O diretor geral da rede de supermercado que contratou Kethelyn, Alexandro Arruiz, disse que o código de ética desse setor é contrário a qualquer forma de preconceito. Segundo ele, caso haja esse tipo de conduta nas dependências da rede, é necessário que clientes ou funcionários façam a denúncia. “Estamos falando de pessoas que, quando satisfeitas, felizes trabalham e produzem melhor. Construir uma organização mais inclusiva depende de todos e esse é o nosso objetivo”, afirma.
PAI DE TODOS OS PRECONCEITOS
Em entrevista ao Diário da Manhã em novembro de 2016, a jornalista e militante LGBTQ Elaine Gonzaga afirmou que o machismo é considerado o pai de todas as outras formas de preconceito. Para ela, as pessoas em geral se equivocam ao atribuir esse tipo de comportamento à sociedade capitalista. Explicou ainda que do machismo deriva a homofobia, a misoginia, o sexismo e toda a estrutura do patriarcado, que é “fundamentada” por meio de “uma sociedade machista”.
“Mas se for para destrinchar a crença e o fanatismo religioso são os piores. Porque a religião tem o poder de formar e moldar as pessoas. Atualmente, as decisões legislativas são formatadas com base numa doutrina cristã. O Brasil precisa entender o que é o sentido do Estado laico. Com urgência. O Uruguai, por exemplo, é um país com forte tradição cristã, principalmente católica. Mas lá o aborto é legal, existe lei de identidade de gênero, a maconha é legalizada para uso. Por quê? Porque é um país que entende fielmente e respeita a separação entre estado e religião”, argumenta.
Pesquisador voluntário do Observatório Goiano de Direitos Humanos, o advogado Gustavo Borges Mariano afirmou em artigo publicado no site Justificando que o acesso a direitos básicos de cidadania, como trabalho, educação e saúde, é dificultado para a comunidade LGBTQ. Ele pontuou que “usar o termo ‘Direito LGBT’ cria o risco de desentendimento sobre o que realmente precisamos dialogar”. Lembrou também que “esses direitos são os direitos negados a pessoas LGBTI no cotidiano simbólica e institucionalmente”.

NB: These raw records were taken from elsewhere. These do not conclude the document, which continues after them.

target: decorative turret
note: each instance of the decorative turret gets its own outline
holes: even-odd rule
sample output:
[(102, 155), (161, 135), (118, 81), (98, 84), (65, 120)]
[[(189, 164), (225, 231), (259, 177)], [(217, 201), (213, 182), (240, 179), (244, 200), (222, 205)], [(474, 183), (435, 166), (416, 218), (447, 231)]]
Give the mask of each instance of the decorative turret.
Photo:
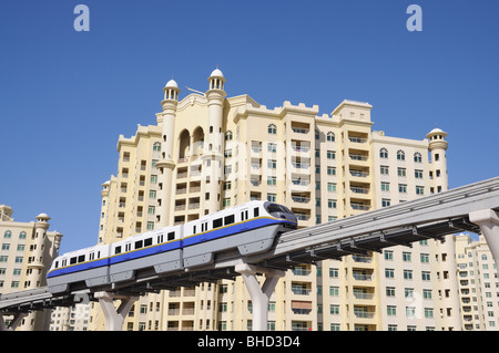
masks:
[(205, 190), (210, 199), (205, 200), (205, 212), (220, 210), (221, 204), (221, 180), (223, 178), (224, 155), (223, 155), (223, 132), (222, 120), (224, 112), (225, 77), (222, 71), (214, 70), (208, 77), (210, 89), (206, 91), (208, 105), (208, 132), (207, 150), (203, 155), (203, 170), (205, 170)]
[(447, 133), (440, 128), (434, 128), (426, 135), (429, 139), (428, 149), (431, 154), (431, 189), (434, 193), (441, 193), (449, 189), (447, 177), (447, 156), (448, 143), (445, 139)]
[(156, 162), (156, 168), (160, 170), (157, 181), (157, 209), (156, 226), (164, 227), (170, 221), (170, 204), (172, 189), (172, 175), (175, 168), (173, 159), (173, 142), (176, 118), (176, 106), (179, 104), (179, 85), (174, 80), (170, 80), (163, 89), (164, 100), (161, 102), (163, 112), (156, 114), (157, 124), (162, 124), (161, 138), (161, 159)]

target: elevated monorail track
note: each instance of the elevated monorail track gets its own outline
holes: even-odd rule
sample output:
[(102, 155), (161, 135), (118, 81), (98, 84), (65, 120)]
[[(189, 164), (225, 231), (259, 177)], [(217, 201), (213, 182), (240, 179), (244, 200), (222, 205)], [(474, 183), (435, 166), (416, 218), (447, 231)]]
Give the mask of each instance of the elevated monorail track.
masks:
[(129, 282), (112, 283), (92, 291), (79, 288), (64, 295), (53, 297), (48, 288), (20, 291), (0, 297), (2, 314), (26, 313), (53, 307), (73, 305), (82, 300), (98, 300), (98, 291), (116, 295), (141, 295), (146, 292), (173, 290), (201, 282), (235, 279), (237, 267), (286, 270), (298, 263), (316, 263), (344, 256), (383, 251), (393, 246), (411, 247), (415, 241), (436, 239), (461, 231), (479, 232), (470, 214), (480, 210), (499, 211), (499, 177), (458, 187), (445, 193), (368, 211), (336, 221), (284, 232), (272, 248), (263, 253), (242, 257), (238, 251), (217, 252), (213, 262), (189, 267), (159, 276), (153, 270), (135, 273)]

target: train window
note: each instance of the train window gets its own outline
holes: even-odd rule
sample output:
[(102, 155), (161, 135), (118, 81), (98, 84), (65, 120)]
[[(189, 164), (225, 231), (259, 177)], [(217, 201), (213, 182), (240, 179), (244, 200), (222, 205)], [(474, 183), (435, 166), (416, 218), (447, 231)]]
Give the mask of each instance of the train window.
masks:
[(224, 218), (225, 226), (232, 225), (233, 222), (234, 222), (234, 215), (225, 216), (225, 218)]
[(213, 229), (222, 227), (222, 218), (217, 218), (213, 220)]

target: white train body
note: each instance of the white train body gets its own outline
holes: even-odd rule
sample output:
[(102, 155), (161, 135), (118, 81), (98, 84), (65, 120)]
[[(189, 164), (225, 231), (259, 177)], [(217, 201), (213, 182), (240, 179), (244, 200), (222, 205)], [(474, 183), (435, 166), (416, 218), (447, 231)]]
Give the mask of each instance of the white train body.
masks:
[(138, 271), (179, 271), (211, 263), (220, 251), (264, 252), (277, 233), (296, 227), (296, 216), (286, 207), (251, 201), (184, 225), (64, 253), (53, 261), (47, 281), (53, 293), (62, 293), (129, 281)]

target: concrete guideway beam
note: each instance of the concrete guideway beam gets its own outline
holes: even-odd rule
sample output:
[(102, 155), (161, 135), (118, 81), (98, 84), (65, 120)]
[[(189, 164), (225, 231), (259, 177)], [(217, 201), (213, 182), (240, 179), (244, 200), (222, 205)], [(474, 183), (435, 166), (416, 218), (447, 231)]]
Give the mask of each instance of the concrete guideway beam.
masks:
[[(285, 272), (271, 270), (255, 266), (241, 263), (235, 267), (235, 271), (243, 277), (246, 289), (249, 292), (253, 303), (253, 331), (267, 331), (268, 301), (279, 278)], [(259, 287), (256, 273), (265, 273), (265, 282)]]
[(480, 227), (493, 260), (499, 263), (499, 215), (493, 209), (482, 209), (469, 214), (469, 220)]
[[(99, 299), (102, 311), (105, 316), (106, 331), (122, 331), (123, 322), (139, 297), (116, 295), (109, 292), (96, 292), (95, 299)], [(120, 299), (121, 304), (118, 309), (114, 307), (114, 300)]]
[(27, 312), (13, 314), (14, 318), (9, 326), (7, 326), (6, 321), (3, 320), (3, 315), (0, 315), (0, 331), (16, 331), (16, 329), (21, 324), (22, 319), (28, 316), (28, 314), (29, 313)]

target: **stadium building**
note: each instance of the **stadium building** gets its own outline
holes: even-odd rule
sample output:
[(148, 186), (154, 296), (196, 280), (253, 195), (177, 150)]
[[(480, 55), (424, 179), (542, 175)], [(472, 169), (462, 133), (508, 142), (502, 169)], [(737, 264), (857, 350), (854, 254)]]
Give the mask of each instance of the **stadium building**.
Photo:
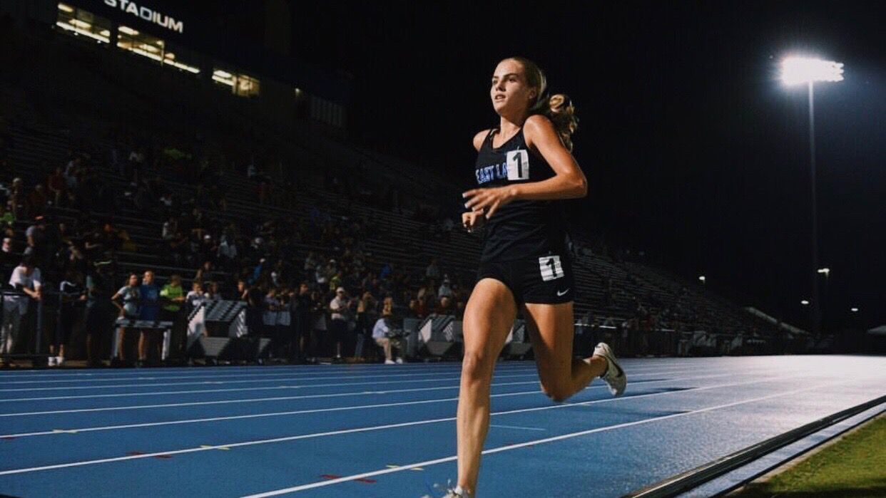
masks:
[[(125, 52), (157, 71), (212, 81), (220, 89), (254, 99), (278, 119), (310, 118), (333, 133), (344, 131), (351, 85), (292, 57), (290, 7), (269, 0), (252, 15), (263, 43), (244, 40), (218, 16), (179, 13), (128, 0), (11, 0), (0, 5), (30, 30), (52, 27), (72, 42)], [(258, 19), (260, 17), (261, 19)]]

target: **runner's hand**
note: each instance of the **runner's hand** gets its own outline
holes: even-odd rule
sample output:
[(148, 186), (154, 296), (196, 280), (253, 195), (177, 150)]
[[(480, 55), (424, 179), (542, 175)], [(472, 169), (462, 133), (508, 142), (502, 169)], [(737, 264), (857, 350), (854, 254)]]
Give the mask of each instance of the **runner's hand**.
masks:
[(486, 211), (486, 219), (489, 219), (500, 207), (514, 200), (514, 192), (509, 186), (473, 188), (462, 193), (462, 197), (468, 199), (464, 207), (473, 211)]
[(462, 226), (468, 232), (473, 232), (475, 228), (483, 225), (483, 211), (475, 211), (462, 213)]

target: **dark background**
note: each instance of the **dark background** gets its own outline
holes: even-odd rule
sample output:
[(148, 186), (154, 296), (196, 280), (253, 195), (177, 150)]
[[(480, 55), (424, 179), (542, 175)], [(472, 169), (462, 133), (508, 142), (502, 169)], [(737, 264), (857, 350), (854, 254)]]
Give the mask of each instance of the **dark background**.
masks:
[[(260, 42), (249, 3), (214, 5), (200, 14)], [(351, 138), (466, 187), (471, 138), (497, 123), (496, 63), (534, 59), (581, 119), (575, 156), (589, 195), (571, 203), (574, 225), (804, 327), (808, 107), (804, 87), (778, 80), (778, 63), (791, 53), (844, 63), (845, 80), (819, 84), (815, 98), (825, 322), (886, 323), (881, 3), (290, 5), (293, 55), (353, 80)]]

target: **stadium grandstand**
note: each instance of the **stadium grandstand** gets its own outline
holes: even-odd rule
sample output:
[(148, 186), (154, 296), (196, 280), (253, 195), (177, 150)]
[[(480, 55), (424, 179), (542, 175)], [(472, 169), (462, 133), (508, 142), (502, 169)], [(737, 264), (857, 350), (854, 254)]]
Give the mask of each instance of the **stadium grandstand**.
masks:
[[(481, 285), (462, 186), (349, 137), (354, 82), (290, 56), (291, 4), (263, 46), (149, 4), (0, 4), (0, 494), (439, 495)], [(818, 354), (886, 335), (570, 235), (573, 356), (605, 342), (633, 384), (551, 404), (518, 314), (488, 495), (714, 495), (882, 412), (880, 358)]]
[[(176, 274), (186, 289), (212, 282), (222, 298), (239, 300), (242, 280), (253, 297), (248, 314), (258, 317), (271, 288), (284, 296), (282, 310), (297, 301), (299, 284), (307, 282), (312, 333), (322, 349), (313, 357), (331, 354), (318, 315), (338, 287), (349, 296), (352, 330), (367, 292), (378, 308), (367, 311), (371, 317), (389, 298), (400, 320), (461, 318), (479, 242), (454, 229), (458, 211), (447, 208), (457, 196), (455, 185), (349, 144), (336, 132), (346, 105), (295, 87), (310, 84), (266, 76), (258, 65), (240, 66), (254, 76), (229, 85), (212, 72), (235, 63), (194, 52), (184, 65), (180, 61), (190, 48), (147, 33), (127, 42), (135, 36), (127, 31), (136, 30), (120, 23), (135, 19), (97, 8), (107, 5), (84, 5), (92, 11), (58, 4), (50, 12), (28, 4), (49, 16), (44, 22), (50, 13), (56, 16), (52, 29), (5, 30), (13, 49), (4, 64), (21, 67), (5, 73), (2, 88), (7, 103), (2, 182), (14, 217), (7, 238), (12, 254), (41, 256), (47, 290), (57, 288), (68, 270), (85, 283), (97, 263), (106, 263), (112, 287), (129, 272), (153, 269), (160, 284)], [(10, 18), (6, 23), (13, 27)], [(178, 35), (150, 27), (170, 39)], [(335, 80), (315, 73), (317, 88)], [(286, 85), (291, 91), (282, 95)], [(243, 91), (247, 87), (253, 89)], [(346, 96), (346, 81), (334, 87)], [(303, 99), (310, 101), (309, 112), (299, 111)], [(38, 216), (43, 241), (27, 235)], [(577, 331), (588, 338), (581, 343), (606, 338), (628, 355), (815, 346), (804, 331), (750, 313), (743, 309), (748, 303), (719, 297), (624, 251), (602, 254), (580, 233), (573, 237)], [(6, 257), (5, 273), (15, 259)], [(50, 298), (41, 306), (44, 338), (55, 333), (58, 303)], [(176, 326), (186, 315), (186, 306), (181, 308)], [(25, 326), (35, 326), (36, 317), (27, 318)], [(359, 318), (364, 330), (367, 320)], [(296, 326), (285, 321), (280, 326)], [(68, 359), (86, 356), (85, 320), (76, 322)], [(111, 335), (102, 331), (102, 337)], [(351, 352), (358, 335), (348, 338)], [(21, 342), (17, 352), (39, 353), (35, 334), (23, 337), (30, 342)]]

Estamos falando de pessoas que quando satisfeitas e felizes trabalham melhor, produzem melhor. Construir uma organização mais inclusiva depende de todos e esse é o nosso objetivo” Alexandro Arruiz, diretor geral de supermercado Mandei o currículo, coloquei o nome que utilizava entre parênteses e aí me chamaram. Logo na entrevista fui chamada por Kethelyn, comecei como repositora, passei a embalar as compras, trabalhei como operadora de caixa e agora já estou sendo treinada para Orientadora. São seis anos sendo eu mesma” Kethelyn Machado da Cunha
CONFIRA DIFERENÇAS ENTRE GÊNERO, IDENTIDADE E ORIENTAÇÃO:
Gênero
Construção social e cultural ligada às características do órgão sexual biológico de uma pessoa – o qual recebeu ao nascer.
Identidade de gênero
Trata-se do gênero pelo qual a pessoa se identifica. Não é relativo ao outro, e sim sobre como ela reconhece a si mesma.
Transexual/ transgênero
Quem não se reconhece com o gênero que lhe foi atribuído no momento em que nasceu. Por exemplo, mulheres trans não foram designadas como homens, porém se veem como tais. Ou homens trans que não foram designados mulheres, porém se vêem como tais.
Cisgênero
Pessoas que se identificam com o gênero que lhe foi atribuído no momento em que nasceu. Por exemplo, uma mulher cis é aquela que se vê como tal. Mesma coisa com homens.
Orientação sexual
Trata-se do sexo pelo qual a pessoa sente atração. É diretamente ligado à preferência sobre o outro. Tanto faz se é heterosexual, homosexual, bixesual etc.